Why it matters: For IAM, PAM, and identity teams, the lesson is that agent governance must cover runtime behaviour, tool access, and trigger handling, not just provisioning and authentication.

By the numbers:

While 71% of IT teams have been advised on AI agent data access, only 47% of compliance teams, 39% of legal teams, and 34% of executives have the same visibility.
96% of technology professionals identify AI agents as a growing security threat, and 66% believe this risk is immediate.

👉 Read Zenity's analysis of rogue AI agents and inline protection in Copilot Studio

Context

AI agent governance is no longer a theoretical concern. When agents can connect to email, CRM systems, MCP servers, and other business tools, a single crafted input can trigger actions that expose sensitive data without any credential theft or authentication failure.

The control gap is not just about who can build an agent. It is about whether organisations can govern how the agent behaves at runtime, what it can invoke, and whether untrusted input can be turned into unauthorised action across identity and access pathways.

Key questions

Q: How should security teams prevent AI agents from acting on malicious input?

A: Security teams should treat every external prompt, email, ticket, or chat message as untrusted input until it is validated against policy. The strongest control is runtime enforcement at the point of tool invocation, where the system can block risky actions before they reach CRM, email, or other sensitive tools.

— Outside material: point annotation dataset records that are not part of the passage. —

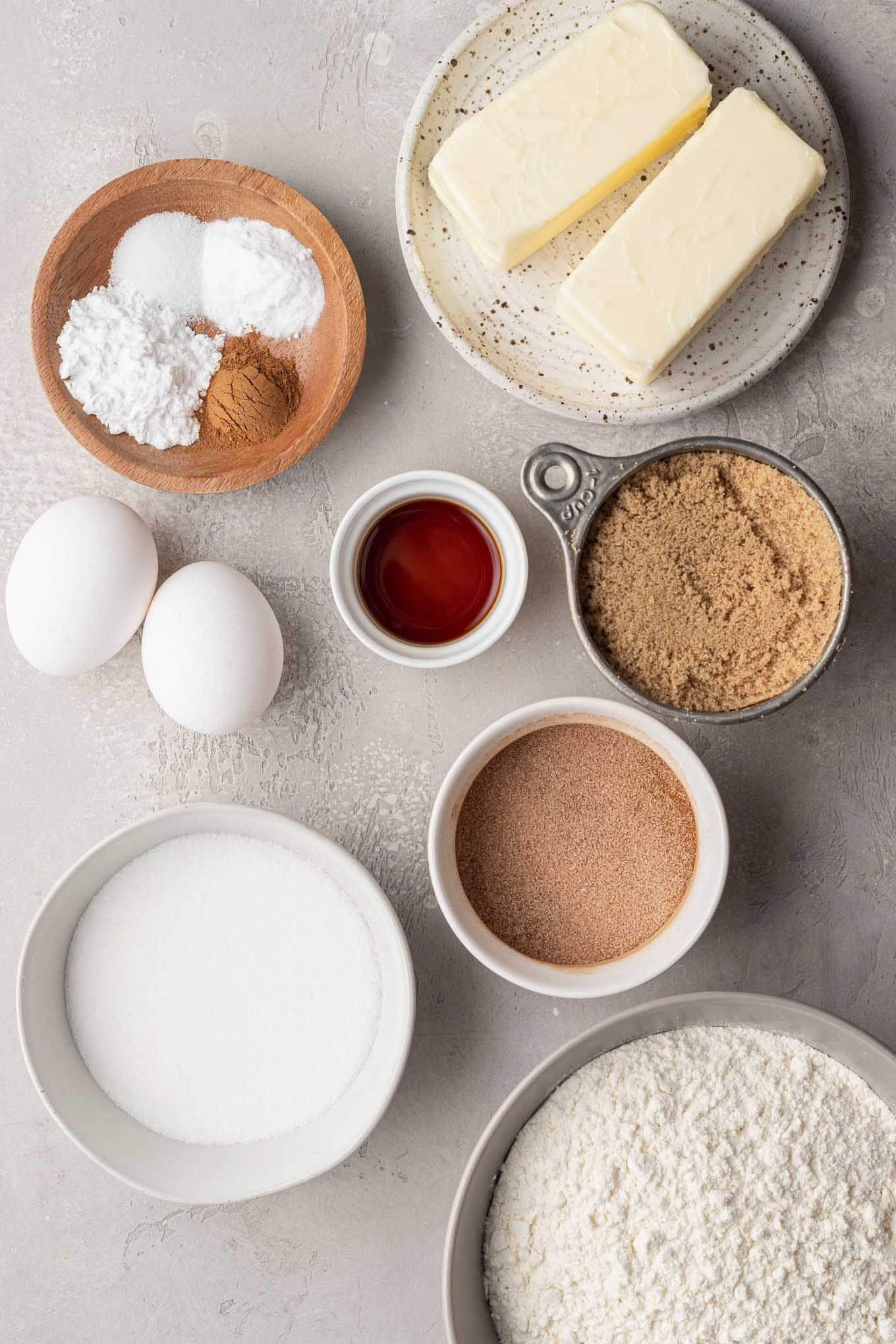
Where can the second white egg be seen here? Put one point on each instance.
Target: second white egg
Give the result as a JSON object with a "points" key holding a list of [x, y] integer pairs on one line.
{"points": [[213, 650]]}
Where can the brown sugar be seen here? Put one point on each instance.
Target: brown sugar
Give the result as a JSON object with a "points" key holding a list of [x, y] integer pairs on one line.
{"points": [[711, 581], [252, 395], [575, 845]]}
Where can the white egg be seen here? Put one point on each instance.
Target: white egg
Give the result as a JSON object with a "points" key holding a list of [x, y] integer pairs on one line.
{"points": [[213, 650], [80, 584]]}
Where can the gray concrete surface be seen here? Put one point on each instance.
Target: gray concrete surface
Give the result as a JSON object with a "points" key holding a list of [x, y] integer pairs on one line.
{"points": [[318, 93]]}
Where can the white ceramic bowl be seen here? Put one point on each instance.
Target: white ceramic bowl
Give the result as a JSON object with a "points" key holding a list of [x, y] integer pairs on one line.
{"points": [[385, 496], [683, 930], [196, 1173], [466, 1314]]}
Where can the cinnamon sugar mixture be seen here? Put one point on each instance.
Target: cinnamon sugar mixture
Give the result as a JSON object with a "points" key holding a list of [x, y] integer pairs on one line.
{"points": [[711, 581], [575, 845]]}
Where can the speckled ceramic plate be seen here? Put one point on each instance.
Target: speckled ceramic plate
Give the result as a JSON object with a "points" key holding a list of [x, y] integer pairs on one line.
{"points": [[504, 323]]}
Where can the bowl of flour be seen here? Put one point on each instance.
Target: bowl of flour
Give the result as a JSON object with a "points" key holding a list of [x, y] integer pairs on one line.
{"points": [[714, 1168]]}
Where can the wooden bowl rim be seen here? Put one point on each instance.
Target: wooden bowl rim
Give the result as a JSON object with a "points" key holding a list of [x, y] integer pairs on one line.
{"points": [[350, 292]]}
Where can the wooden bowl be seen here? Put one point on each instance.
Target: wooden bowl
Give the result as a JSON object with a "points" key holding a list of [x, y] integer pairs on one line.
{"points": [[328, 359]]}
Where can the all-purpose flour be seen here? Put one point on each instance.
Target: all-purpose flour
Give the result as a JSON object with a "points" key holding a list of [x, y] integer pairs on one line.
{"points": [[710, 1186]]}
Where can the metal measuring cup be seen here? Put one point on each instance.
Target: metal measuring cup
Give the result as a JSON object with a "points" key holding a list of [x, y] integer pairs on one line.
{"points": [[588, 480]]}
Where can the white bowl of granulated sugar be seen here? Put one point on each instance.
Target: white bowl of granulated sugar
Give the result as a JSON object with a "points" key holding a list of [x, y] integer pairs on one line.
{"points": [[217, 1003]]}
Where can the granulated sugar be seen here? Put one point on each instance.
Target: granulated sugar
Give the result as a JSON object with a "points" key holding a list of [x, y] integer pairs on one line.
{"points": [[137, 367], [575, 845], [708, 1186], [222, 990], [160, 257]]}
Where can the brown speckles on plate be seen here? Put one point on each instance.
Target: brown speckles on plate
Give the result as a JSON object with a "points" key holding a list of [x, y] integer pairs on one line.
{"points": [[527, 352]]}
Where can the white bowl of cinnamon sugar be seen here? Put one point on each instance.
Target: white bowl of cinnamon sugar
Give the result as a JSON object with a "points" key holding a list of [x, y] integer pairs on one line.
{"points": [[578, 847]]}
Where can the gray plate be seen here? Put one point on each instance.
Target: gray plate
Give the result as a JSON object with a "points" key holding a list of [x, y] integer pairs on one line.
{"points": [[466, 1315]]}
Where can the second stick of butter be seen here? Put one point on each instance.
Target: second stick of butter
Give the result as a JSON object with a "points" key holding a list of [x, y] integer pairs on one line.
{"points": [[567, 135]]}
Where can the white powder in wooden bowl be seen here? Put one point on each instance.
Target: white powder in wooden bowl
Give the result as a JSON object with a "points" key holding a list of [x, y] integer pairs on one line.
{"points": [[708, 1186]]}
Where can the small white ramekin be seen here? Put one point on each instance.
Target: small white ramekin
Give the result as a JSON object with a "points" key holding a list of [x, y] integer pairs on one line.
{"points": [[672, 941], [385, 496]]}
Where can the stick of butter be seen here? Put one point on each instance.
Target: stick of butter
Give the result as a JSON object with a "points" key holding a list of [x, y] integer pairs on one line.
{"points": [[570, 132], [691, 237]]}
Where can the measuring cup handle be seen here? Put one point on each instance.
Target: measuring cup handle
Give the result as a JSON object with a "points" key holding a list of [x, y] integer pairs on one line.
{"points": [[571, 501]]}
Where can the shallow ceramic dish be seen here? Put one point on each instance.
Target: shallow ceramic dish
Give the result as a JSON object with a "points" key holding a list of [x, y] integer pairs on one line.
{"points": [[199, 1173], [466, 1314], [504, 322], [570, 486], [328, 359], [673, 939], [429, 484]]}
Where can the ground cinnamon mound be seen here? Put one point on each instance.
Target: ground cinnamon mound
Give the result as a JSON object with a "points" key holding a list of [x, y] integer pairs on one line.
{"points": [[252, 395], [575, 845], [711, 581]]}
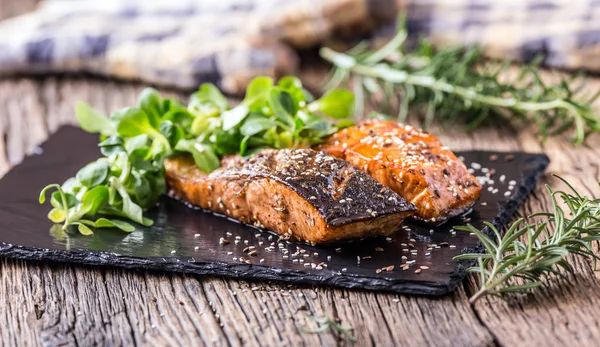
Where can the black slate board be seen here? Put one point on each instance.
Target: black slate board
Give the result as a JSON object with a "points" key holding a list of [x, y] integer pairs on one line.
{"points": [[187, 240]]}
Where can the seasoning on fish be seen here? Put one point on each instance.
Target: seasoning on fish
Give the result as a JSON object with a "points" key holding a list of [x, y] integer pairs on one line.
{"points": [[300, 194], [411, 162]]}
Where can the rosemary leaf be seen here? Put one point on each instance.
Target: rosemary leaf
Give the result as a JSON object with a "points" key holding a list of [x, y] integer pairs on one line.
{"points": [[531, 251], [459, 86]]}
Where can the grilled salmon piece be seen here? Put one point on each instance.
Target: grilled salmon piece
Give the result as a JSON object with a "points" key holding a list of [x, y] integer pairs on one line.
{"points": [[412, 163], [300, 194]]}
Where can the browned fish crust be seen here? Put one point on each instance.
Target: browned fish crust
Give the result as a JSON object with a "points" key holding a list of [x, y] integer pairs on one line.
{"points": [[411, 162], [300, 194]]}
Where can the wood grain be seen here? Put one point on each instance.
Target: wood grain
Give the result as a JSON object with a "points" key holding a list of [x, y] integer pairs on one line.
{"points": [[55, 304]]}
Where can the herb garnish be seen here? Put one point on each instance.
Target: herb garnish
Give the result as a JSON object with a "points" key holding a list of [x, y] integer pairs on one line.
{"points": [[460, 86], [130, 177], [533, 251]]}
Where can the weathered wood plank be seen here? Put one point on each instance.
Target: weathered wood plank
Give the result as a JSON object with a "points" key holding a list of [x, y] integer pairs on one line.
{"points": [[60, 304], [86, 305]]}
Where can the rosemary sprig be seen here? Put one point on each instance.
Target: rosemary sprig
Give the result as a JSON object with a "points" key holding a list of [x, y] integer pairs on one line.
{"points": [[325, 323], [459, 86], [533, 251]]}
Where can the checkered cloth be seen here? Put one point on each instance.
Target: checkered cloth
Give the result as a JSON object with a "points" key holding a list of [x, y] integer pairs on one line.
{"points": [[566, 32], [184, 43], [180, 43]]}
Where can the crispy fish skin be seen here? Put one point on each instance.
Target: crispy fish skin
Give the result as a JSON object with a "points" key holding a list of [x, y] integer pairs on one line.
{"points": [[413, 163], [300, 194]]}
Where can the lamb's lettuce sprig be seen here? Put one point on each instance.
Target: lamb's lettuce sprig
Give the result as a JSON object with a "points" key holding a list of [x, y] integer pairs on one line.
{"points": [[134, 141]]}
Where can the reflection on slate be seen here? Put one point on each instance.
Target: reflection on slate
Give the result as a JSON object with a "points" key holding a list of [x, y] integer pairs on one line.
{"points": [[187, 240]]}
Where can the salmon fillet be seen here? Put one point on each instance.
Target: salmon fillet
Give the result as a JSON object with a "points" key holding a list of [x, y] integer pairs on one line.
{"points": [[413, 163], [300, 194]]}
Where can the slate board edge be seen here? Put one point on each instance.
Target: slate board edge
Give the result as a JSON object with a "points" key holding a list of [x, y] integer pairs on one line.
{"points": [[238, 271], [541, 161], [258, 272], [264, 273]]}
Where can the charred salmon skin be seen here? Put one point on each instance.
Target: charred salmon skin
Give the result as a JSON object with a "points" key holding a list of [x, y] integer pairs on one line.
{"points": [[413, 163], [300, 194]]}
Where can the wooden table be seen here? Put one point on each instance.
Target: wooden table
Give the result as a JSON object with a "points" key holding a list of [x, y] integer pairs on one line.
{"points": [[58, 304]]}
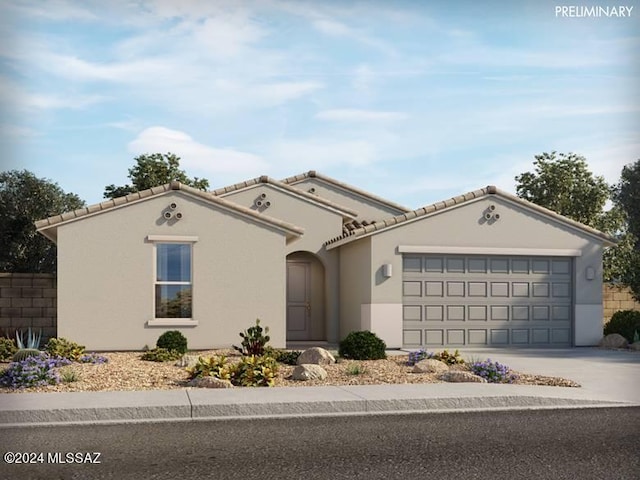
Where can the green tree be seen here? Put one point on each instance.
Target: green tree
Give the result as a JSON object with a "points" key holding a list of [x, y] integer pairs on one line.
{"points": [[152, 170], [24, 198], [626, 195], [563, 183]]}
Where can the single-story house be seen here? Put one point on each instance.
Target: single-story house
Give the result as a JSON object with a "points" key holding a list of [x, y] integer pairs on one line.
{"points": [[315, 258]]}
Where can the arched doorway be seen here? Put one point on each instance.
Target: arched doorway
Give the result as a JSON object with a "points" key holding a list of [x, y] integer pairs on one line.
{"points": [[305, 297]]}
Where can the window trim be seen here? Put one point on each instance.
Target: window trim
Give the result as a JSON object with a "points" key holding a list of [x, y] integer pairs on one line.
{"points": [[164, 321]]}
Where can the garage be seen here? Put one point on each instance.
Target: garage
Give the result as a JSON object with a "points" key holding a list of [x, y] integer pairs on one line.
{"points": [[476, 300]]}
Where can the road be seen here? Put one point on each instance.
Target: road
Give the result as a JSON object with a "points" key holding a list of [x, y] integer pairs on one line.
{"points": [[543, 444]]}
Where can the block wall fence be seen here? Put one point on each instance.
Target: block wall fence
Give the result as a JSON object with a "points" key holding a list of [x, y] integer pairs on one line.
{"points": [[29, 300]]}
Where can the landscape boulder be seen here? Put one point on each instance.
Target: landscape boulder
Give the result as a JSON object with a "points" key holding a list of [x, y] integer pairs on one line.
{"points": [[459, 376], [210, 382], [614, 340], [430, 366], [309, 371], [316, 356]]}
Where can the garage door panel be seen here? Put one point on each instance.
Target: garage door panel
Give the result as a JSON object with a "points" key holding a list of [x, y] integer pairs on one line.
{"points": [[487, 300]]}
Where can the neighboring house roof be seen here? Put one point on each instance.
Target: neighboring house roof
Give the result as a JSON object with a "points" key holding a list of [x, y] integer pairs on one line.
{"points": [[313, 174], [49, 225], [392, 222], [346, 212]]}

Q: Why do AI agents complicate identity governance more than standard automation?

A: AI agents complicate identity governance because they do not just execute scripted steps. They can interpret context, select tools, and trigger downstream actions at runtime, which means entitlement review alone does not capture the real risk. Governance must include behaviour, trigger paths, and delegated tool use.

Q: What do teams get wrong about public agent workflows?

A: Teams often assume a public workflow is safe if it has no login or human approval step. In practice, public exposure can make malicious prompting easier, especially when the agent is connected to business systems and can perform privileged actions on behalf of the workflow owner.

Q: How can organisations tell whether AI agent controls are working?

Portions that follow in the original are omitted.